A Brief bit of Background - nonarkitten/pseudo-jit GitHub Wiki

Threading is a term borrowed from the FORTH programming language. Without introducing too much terminology here, in traditional FORTH a thread is simply a list of addresses either pointing to machine code or another list of addresses. There are four common threading models including direct, indirect, subroutine and token threading. If you're interested in the deeper inner workings of FORTH, I would strongly recommend Brad Rodriguez's Moving Forth series here.

Interpreters are a form of token threading where each opcode is read from instruction memory and the interpreter then branches to the subroutine for that opcode. It is the simplest form of emulation but is seldom the fastest; the overhead of fetching, decoding and branching to the opcode can be quite high and often takes more processing time than the instruction itself.

Recompilers omit the threading overhead by translating blocks of code into native machine instructions and operate on the (mostly correct) assumption that code is executed more than once. Each chunk is recompiled at the entry point up to the first branch where the new code is expected to return a new entry point to continue the process. Previously recompiled sections are then retrieved from a cache to avoid the overhead of translation.

However, they are not perfect.

First of all, the time to recompile code can be quite expensive and is much slower than interpreted code. This overhead leads to micro-stutters (jitter, pun not intended) in the execution of code and a worsening of performance for rarely executed code. Recompilers can perform so poorly that most also implement standard interpreters for these cases and only use recompilation when obvious loops or frequently used subroutines are known.

Secondly, the code which is produced may be an order of magnitude larger than the original, resulting in a proportional demand on memory. While the cost of memory is relatively cheap, this can impact cache locality and negatively impact performance. This is exacerbated when the emulator recompiles the same region of memory several times over due to different entry points.

And finally, recompilers are quite complex, having to address incongruities of different processor architectures while attempting to emit the most compatible and ideally, fastest code possible. Applying optimizations and attempts to mitigate the first two issues only complicate the process more.

Threaded JIT

I started this with a brief introduction to the classic FORTH threading models. Token threading is the natural model for an interpreter as the opcodes of the guest processor are equivalent to tokens. In most cases, these tokens are only partially resolved by the token threader and some limited opcode decoding is still performed within the subroutine. Direct, indirect and subroutine threading have generally been avoided entirely.

Peter McGavin is the first I'm aware of to implement a threaded JIT in his Z80 emulator. It works by creating a 64K entry jump table where each entry corresponds to the opcode taken from the instruction memory. Upon initialization, this jump table points to the opcode lookup routine itself, which performs in-place substitution to the actual opcode handler before jumping to it directly. When code reaches this point a second time, the opcode handler is executed immediately without reexamining the instruction memory.
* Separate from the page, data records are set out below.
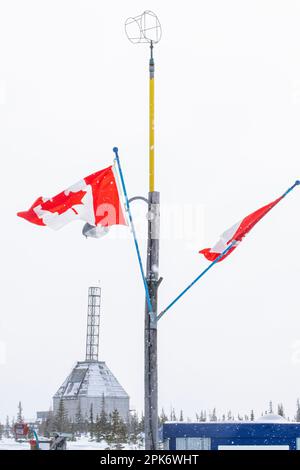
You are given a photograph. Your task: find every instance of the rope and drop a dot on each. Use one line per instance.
(149, 304)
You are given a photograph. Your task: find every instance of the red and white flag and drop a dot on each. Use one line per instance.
(237, 232)
(95, 199)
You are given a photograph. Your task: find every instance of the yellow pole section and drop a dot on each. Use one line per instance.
(151, 124)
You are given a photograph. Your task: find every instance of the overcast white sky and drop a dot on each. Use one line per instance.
(227, 142)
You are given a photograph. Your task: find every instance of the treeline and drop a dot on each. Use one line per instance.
(204, 415)
(116, 432)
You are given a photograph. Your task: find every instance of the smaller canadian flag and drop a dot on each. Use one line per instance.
(95, 199)
(235, 234)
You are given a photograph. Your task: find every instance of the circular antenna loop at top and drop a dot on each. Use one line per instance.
(144, 28)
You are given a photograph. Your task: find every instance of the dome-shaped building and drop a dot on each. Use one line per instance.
(91, 383)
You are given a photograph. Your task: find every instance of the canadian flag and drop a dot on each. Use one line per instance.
(237, 232)
(95, 199)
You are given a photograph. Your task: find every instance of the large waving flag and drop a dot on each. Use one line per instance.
(95, 199)
(238, 231)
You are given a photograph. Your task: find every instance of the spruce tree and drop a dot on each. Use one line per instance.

Richard Carlsson noted in his adaptation of this approach in his Z80 emulator, that the resulting speedup over a traditional emulator is about two-fold.

As with FORTH, in this model there is no longer a traditional interpreter; at best, the opcode lookup routine serves in its place. And while that function may have some overhead, the execution of individual instructions still occurs sequentially, eliminating the problem of jitter -- programs are now easily deterministic. Even if a threaded JIT is not as fast as a normal JIT, it is quicker.

Secondly, because the opcode is only replaced with a single subroutine call or address, there's a fixed "expansion ratio" that is not only much smaller than code generated by a recompiler but having a fixed ratio means that branches and jumps are now trivial to compute and the emulator can freely jump into any address in memory whether it has been precompiled or not.

Finally, compared to a traditional recompiler, a threaded JIT is trivial to implement. More on that later.

Despite its performance over interpreters and even recompilers in some cases, threaded JIT did not become popular and was largely forgotten. The overhead of a subroutine call and return on each instruction was too great and the performance gain was not as impressive as normal JIT -- especially when up against benchmarks that unfairly exaggerate the benefit of JIT. This simple model also scales poorly in 32-bit systems trying to emulate other 32-bit systems as there simply isn't enough memory for the jump table.